Au cours des deux derniers jours, la catastrophe provoquée par l'ouragan Hélène dans une vaste zone du sud-est des États-Unis a commencé à être révélée dans toute son ampleur.

Le nombre de morts a atteint 130 lundi soir, selon des reportages provenant de six États et suivis par de nombreux organes de presse. Étant donné qu'au moins 600 autres personnes sont portées disparues ou manquent à l'appel, le bilan risque de s'alourdir. Helene pourrait ainsi devenir la tempête la plus meurtrière à frapper le continent américain depuis Katrina, qui a noyé la ville de La Nouvelle-Orléans en 2005. L'ouragan Maria, qui a frappé Porto Rico en 2017, faisant plus de 3000 morts, est la pire catastrophe naturelle à avoir frappé un territoire américain au cours des cinquante dernières années.

Des débris sont visibles après le passage de l'ouragan Helene, lundi 30 septembre 2024, à Asheville, en Caroline du Nord. [AP Photo/Mike Stewart]

Asheville, en Caroline du Nord, est à l'épicentre de la tragédie. La ville est située dans une vallée fluviale des Appalaches et a été frappée par près de 60 centimètres de pluie.

Les autorités du comté de Buncombe, qui comprend Asheville, ont confirmé lors d'une conférence de presse lundi qu'au moins 40 personnes avaient été tuées par les vents violents et les pluies torrentielles de l'ouragan. Près de 100.000 personnes sont privées d'électricité, soit environ 40 % de la population du comté, et les systèmes d'approvisionnement en eau se sont effondrés en raison de la combinaison des inondations, des dégâts causés par le vent et de la perte d'électricité.

Selon la presse, 6000 appels d'urgence ont été passés pour retrouver des personnes disparues dans l'ouest de la Caroline du Nord, dont 3900 dans le seul comté de Buncombe. Les écoles de la ville d'Asheville et du comté de Buncombe sont fermées au moins pour les deux premiers jours de la semaine, et dans les comtés ruraux plus petits, les écoles peuvent être fermées indéfiniment.

Alors que le niveau de destruction dans l'ouest de la Caroline du Nord et l'est du Tennessee est apocalyptique, des estimations publiées indiquent que les dégâts totaux dans les six États les plus touchés – Floride, Géorgie, Caroline du Sud, Caroline du Nord, Tennessee et Virginie – pourraient s'élever à plus de 150 milliards de dollars.
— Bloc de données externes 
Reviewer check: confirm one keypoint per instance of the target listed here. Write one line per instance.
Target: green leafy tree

Outre Asheville, les villes touchées vont de Tampa, en Floride, qui a été frappée par une onde de tempête record, à Augusta, en Géorgie, où 200.000 personnes sont toujours privées d'électricité, en passant par la région métropolitaine d'Atlanta, qui a connu des précipitations record de 28 cm en moins de 48 heures.

Malgré les déclarations publiques faisant état d'un effort massif de secours, la plupart des survivants de la tempête n'ont rien reçu ou presque. Un porte-parole de la garde nationale de Caroline du Nord a déclaré que les troupes de la garde avaient apporté 45 tonnes d'eau et de nourriture par le biais de ponts aériens à l'aéroport d'Asheville, en vue d'une distribution dans huit comtés de l'ouest de la Caroline du Nord. Compte tenu du fait que près d'un million de personnes ont été touchées dans cette seule région, cela représente quelques grammes par personne, trois jours après que l'ouragan a bouleversé leur vie.
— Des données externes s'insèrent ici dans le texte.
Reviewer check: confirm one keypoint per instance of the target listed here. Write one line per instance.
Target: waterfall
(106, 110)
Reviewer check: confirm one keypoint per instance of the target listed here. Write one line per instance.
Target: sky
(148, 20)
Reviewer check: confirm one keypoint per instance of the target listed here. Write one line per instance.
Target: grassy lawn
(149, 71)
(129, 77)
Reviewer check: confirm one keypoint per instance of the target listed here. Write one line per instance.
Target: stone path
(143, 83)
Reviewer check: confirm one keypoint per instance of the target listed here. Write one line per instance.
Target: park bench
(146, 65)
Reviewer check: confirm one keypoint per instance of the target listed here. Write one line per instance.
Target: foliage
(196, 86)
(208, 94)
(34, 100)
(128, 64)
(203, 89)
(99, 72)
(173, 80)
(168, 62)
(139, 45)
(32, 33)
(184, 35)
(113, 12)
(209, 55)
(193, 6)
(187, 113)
Près de vingt ans se sont écoulés depuis l'ouragan Katrina. À l'époque, le WSWS avait expliqué l'irrationalité apparente de la réaction de la classe dirigeante américaine aux avertissements concernant l'état précaire des digues de la Nouvelle-Orléans. Nous écrivions :

Aucune des mesures nécessaires pour protéger la ville et toute la région n'a été mise en œuvre, même si cela n'aurait coûté qu'une fraction des dépenses nécessaires pour remédier, même de la manière la plus rudimentaire, à la dévastation causée par Katrina et à l'absence de réaction du gouvernement.
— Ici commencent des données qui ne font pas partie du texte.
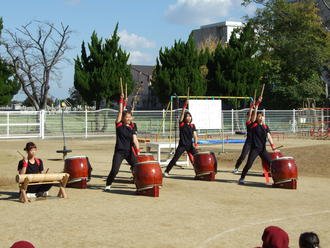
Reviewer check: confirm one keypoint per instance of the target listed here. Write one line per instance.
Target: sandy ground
(188, 213)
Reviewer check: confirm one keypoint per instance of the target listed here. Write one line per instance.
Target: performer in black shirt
(125, 140)
(33, 165)
(260, 133)
(187, 132)
(248, 142)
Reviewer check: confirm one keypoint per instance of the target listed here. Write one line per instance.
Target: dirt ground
(188, 213)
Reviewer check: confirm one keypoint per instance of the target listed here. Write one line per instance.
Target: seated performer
(260, 133)
(187, 132)
(125, 140)
(33, 165)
Rien n'a été fait parce qu'au cours des dernières décennies, la classe dirigeante américaine, sous les administrations des deux partis politiques, a cherché à réduire systématiquement toutes les dépenses sociales, y compris les dépenses d'infrastructure publique. Associée à la déréglementation, à la privatisation et au démantèlement des programmes sociaux, cette politique a été conçue pour enrichir une infime minorité de la population aux dépens du peuple américain dans son ensemble. Elle y est parvenue au point que les États-Unis sont le pays le plus socialement polarisé de tous les grands pays industrialisés.

L'ouragan Katrina a mis à nu le visage hideux de la société capitaliste américaine : les énormes inégalités sociales, l'appauvrissement de larges pans de la population et le pillage de la société par une oligarchie financière.

À l'époque, les médias et les politiciens capitalistes des partis démocrate et républicain ont affirmé qu'ils avaient appris leur leçon – au prix de la vie de plus de 1300 personnes, pour la plupart des habitants pauvres de La Nouvelle-Orléans – et qu'ils prendraient des mesures pour éviter d'autres catastrophes de ce type.

En fait, qu'a-t-on fait ? Loin d’être améliorées, les infrastructures du pays se sont encore détériorées. Les mesures les plus élémentaires pour sauver des vies – systèmes d'alerte systématiques, méthodes coordonnées d'évacuation, infrastructures de protection contre les coulées de boue et les crues soudaines – sont inadéquates ou inexistantes. Et les inégalités sociales sont bien plus importantes aujourd'hui qu'il y a vingt ans, considérablement accrues par deux renflouements des riches à hauteur de plusieurs milliers de milliards de dollars, en 2008 et en 2020.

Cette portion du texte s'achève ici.